Brown, who in 2010 won a special election in Massachusetts to fill the balance of the late Edward Kennedy’s term in the U.S. Senate, but then lost re-election in 2012 to a full term, is the perceived front-runner against Shaheen.
Repeatedly stressing his ties to the Granite State — he was born at the Portsmouth Naval Shipyard; his mother was a waitress at Hampton Beach and his dad an airman at Pease Air Force Base — Brown has owned a home in Rye for more than 20 years.
Nonetheless, Brown’s New Hampshire roots have been challenged by Smith, who represented New Hampshire’s First Congressional District from 1985 to 1990 and served in the U.S. Senate from 1990 to 2003.
Smith lost a Senate primary challenge in 2002 to John E. Sununu, who later won the general election, but who in a reelection bid in 2008 was defeated by Shaheen. After the 2002 elections, Smith moved to Florida where he made abortive runs for the Republican nomination in 2004 and 2010; he subsequently returned to New Hampshire and declared himself a candidate for the Senate.
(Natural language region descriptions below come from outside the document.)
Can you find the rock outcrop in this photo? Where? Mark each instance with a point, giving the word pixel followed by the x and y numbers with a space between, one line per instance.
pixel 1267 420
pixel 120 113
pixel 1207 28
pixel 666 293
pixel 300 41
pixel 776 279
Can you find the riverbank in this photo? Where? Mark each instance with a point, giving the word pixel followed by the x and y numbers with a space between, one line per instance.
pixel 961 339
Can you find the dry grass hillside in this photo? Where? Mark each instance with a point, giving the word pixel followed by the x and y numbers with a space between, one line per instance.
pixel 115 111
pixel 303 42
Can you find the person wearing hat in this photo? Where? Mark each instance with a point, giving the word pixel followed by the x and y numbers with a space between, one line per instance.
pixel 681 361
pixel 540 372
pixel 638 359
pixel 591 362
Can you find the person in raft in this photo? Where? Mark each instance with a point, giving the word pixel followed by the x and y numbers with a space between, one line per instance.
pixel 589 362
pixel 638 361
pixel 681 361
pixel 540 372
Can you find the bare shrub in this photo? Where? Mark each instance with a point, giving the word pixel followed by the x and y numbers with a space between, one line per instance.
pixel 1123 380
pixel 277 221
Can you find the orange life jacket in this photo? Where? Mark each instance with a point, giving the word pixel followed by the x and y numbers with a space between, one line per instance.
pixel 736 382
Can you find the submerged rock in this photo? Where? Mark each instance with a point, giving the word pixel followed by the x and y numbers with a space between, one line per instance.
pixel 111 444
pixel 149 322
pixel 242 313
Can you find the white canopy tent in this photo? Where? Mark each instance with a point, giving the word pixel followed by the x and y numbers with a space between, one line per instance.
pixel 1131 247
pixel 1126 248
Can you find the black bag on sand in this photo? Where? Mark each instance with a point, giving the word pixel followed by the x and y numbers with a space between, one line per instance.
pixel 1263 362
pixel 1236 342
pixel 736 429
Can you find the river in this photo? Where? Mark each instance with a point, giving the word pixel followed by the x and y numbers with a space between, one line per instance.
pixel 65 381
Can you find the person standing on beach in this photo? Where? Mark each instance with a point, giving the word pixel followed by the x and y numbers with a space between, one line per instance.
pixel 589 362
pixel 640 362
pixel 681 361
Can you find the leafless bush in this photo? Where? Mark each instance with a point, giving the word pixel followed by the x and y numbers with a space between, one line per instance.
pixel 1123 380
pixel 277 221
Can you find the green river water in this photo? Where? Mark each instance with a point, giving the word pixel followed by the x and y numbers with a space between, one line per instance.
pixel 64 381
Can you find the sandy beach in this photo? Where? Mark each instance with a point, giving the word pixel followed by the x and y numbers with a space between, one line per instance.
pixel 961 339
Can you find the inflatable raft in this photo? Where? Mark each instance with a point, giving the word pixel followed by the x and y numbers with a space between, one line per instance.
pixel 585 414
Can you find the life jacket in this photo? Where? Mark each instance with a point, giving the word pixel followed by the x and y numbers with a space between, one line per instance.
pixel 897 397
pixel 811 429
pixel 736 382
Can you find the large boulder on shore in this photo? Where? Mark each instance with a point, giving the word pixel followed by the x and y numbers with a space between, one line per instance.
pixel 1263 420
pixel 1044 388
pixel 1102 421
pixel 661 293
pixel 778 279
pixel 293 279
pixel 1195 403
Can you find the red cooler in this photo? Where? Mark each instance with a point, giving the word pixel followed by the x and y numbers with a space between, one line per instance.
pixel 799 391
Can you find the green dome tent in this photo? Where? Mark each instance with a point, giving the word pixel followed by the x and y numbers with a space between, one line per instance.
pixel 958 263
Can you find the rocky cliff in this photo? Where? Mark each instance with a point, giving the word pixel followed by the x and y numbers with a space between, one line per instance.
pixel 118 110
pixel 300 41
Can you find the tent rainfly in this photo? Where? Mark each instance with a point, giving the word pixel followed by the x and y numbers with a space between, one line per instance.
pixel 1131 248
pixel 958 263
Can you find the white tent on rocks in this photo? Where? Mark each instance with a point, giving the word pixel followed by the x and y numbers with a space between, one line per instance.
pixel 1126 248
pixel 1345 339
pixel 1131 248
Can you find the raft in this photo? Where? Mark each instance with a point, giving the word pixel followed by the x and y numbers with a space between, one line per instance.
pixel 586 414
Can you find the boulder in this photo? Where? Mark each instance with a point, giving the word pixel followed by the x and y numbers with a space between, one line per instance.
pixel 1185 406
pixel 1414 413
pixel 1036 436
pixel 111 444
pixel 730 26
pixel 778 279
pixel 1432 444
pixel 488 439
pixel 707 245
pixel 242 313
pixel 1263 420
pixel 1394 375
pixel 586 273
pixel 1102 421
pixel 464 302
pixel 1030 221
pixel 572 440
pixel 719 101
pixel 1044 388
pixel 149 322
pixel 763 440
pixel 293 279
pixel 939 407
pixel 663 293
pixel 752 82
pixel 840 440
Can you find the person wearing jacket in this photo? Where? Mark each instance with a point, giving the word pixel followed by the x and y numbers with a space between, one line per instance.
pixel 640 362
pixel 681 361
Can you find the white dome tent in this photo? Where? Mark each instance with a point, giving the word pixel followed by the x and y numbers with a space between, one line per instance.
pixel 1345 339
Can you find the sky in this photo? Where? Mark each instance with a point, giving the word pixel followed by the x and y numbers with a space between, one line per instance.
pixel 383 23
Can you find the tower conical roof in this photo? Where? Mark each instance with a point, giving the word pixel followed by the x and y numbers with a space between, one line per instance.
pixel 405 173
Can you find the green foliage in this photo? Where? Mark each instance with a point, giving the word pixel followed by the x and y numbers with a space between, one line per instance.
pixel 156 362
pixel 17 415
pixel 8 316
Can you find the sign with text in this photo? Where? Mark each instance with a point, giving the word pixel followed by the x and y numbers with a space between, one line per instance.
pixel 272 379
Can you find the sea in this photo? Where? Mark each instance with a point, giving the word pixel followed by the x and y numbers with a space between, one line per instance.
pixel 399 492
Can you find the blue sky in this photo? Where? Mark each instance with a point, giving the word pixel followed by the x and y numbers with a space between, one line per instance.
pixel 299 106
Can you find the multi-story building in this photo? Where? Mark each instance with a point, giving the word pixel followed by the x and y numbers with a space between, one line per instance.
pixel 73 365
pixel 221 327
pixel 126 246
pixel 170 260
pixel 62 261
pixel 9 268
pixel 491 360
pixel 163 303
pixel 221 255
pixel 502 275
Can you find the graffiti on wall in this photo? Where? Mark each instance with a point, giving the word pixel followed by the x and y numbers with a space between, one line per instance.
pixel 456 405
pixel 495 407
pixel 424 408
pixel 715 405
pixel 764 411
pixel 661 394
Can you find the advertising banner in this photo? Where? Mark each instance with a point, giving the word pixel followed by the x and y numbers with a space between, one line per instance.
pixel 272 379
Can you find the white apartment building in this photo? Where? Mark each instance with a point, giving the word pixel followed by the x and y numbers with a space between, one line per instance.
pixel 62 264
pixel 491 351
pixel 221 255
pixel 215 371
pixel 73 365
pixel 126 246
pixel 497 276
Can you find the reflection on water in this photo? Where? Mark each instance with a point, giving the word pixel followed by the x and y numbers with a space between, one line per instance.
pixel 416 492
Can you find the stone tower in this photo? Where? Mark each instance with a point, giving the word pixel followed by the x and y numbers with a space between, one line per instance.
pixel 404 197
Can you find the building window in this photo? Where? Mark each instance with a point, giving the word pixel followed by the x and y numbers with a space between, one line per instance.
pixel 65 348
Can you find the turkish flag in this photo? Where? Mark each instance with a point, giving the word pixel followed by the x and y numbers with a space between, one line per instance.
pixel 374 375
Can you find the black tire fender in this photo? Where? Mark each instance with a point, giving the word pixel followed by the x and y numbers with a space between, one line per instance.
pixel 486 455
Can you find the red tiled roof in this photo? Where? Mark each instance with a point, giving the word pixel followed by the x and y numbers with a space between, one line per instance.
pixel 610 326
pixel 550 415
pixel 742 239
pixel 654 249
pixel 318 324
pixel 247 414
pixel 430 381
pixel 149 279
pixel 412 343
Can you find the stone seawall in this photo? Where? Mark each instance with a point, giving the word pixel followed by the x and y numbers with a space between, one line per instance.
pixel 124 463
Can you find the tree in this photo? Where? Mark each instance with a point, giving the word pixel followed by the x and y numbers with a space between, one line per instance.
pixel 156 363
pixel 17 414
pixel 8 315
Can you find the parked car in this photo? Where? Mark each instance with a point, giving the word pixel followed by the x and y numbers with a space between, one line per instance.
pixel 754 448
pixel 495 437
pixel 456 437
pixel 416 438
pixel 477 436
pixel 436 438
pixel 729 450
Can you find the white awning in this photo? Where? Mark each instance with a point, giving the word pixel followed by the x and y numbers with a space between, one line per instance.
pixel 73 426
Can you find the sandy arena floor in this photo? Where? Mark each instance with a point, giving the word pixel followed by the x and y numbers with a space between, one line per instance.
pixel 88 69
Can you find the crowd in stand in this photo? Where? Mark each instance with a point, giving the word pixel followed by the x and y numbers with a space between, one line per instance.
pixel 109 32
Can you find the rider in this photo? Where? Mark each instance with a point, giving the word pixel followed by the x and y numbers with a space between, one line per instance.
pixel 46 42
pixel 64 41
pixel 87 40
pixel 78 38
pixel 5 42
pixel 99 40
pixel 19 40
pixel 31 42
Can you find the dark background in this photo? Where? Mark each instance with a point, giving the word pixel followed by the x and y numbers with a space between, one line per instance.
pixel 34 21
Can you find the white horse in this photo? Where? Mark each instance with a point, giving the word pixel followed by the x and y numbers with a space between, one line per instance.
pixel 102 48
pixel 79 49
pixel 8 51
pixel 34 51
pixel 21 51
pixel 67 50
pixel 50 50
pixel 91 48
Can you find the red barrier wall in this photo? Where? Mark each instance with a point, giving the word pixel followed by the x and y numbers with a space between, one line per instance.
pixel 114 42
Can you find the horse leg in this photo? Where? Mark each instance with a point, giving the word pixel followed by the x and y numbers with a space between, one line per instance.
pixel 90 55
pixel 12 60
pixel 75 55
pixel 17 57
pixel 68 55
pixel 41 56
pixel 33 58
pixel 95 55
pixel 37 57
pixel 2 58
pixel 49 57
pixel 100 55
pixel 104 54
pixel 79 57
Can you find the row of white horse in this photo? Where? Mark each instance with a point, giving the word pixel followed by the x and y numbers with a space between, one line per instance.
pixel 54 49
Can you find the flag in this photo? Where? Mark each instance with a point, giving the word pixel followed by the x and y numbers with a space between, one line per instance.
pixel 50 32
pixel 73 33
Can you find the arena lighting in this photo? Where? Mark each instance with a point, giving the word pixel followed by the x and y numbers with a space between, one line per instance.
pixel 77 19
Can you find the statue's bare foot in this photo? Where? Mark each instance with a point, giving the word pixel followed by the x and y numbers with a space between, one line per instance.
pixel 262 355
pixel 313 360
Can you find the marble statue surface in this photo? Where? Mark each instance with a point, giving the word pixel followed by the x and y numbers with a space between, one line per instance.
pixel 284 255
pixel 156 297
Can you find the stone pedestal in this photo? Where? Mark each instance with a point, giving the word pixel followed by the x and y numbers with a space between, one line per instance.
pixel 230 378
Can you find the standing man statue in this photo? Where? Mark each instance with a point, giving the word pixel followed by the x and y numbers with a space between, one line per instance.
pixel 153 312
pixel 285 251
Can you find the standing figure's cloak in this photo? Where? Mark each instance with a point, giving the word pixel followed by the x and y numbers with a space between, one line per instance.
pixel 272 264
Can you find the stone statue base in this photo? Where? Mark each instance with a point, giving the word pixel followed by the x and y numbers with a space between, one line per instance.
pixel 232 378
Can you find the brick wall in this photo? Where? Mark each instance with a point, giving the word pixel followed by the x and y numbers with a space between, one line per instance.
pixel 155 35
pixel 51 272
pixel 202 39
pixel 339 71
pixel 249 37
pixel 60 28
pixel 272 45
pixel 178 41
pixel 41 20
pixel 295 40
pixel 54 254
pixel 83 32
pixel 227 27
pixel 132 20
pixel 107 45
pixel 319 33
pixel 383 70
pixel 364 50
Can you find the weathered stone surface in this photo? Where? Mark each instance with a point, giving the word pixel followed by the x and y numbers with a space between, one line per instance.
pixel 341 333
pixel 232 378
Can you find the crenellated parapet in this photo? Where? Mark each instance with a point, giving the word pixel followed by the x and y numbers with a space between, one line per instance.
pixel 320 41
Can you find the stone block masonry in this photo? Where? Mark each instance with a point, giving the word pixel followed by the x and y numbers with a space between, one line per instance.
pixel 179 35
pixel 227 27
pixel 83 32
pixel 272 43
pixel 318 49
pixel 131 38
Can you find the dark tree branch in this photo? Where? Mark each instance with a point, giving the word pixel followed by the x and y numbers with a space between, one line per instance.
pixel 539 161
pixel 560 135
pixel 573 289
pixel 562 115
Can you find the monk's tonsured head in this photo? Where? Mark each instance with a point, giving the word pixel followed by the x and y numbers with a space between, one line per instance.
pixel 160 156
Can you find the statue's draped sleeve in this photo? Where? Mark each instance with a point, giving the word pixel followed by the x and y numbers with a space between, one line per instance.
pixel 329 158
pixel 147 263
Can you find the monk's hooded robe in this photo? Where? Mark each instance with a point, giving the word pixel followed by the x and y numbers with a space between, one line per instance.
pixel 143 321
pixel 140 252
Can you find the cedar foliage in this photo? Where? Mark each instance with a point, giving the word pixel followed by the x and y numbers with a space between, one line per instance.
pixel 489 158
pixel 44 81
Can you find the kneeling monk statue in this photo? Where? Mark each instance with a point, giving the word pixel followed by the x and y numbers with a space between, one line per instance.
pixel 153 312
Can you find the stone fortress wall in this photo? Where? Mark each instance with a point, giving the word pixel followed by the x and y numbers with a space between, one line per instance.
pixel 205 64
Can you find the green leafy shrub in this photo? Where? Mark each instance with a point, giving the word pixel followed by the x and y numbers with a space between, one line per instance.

Rubens is a former two-term member of the NH Senate, having been elected in 1994 and re-elected in 1996. He ran unsuccessfully for governor of New Hampshire in 1998 and for the state Senate in 2000.
A resident of Hanover, Rubens is a well-known opponent of expanded gambling who touts his experience as entrepreneur who started and operated more than a dozen businesses.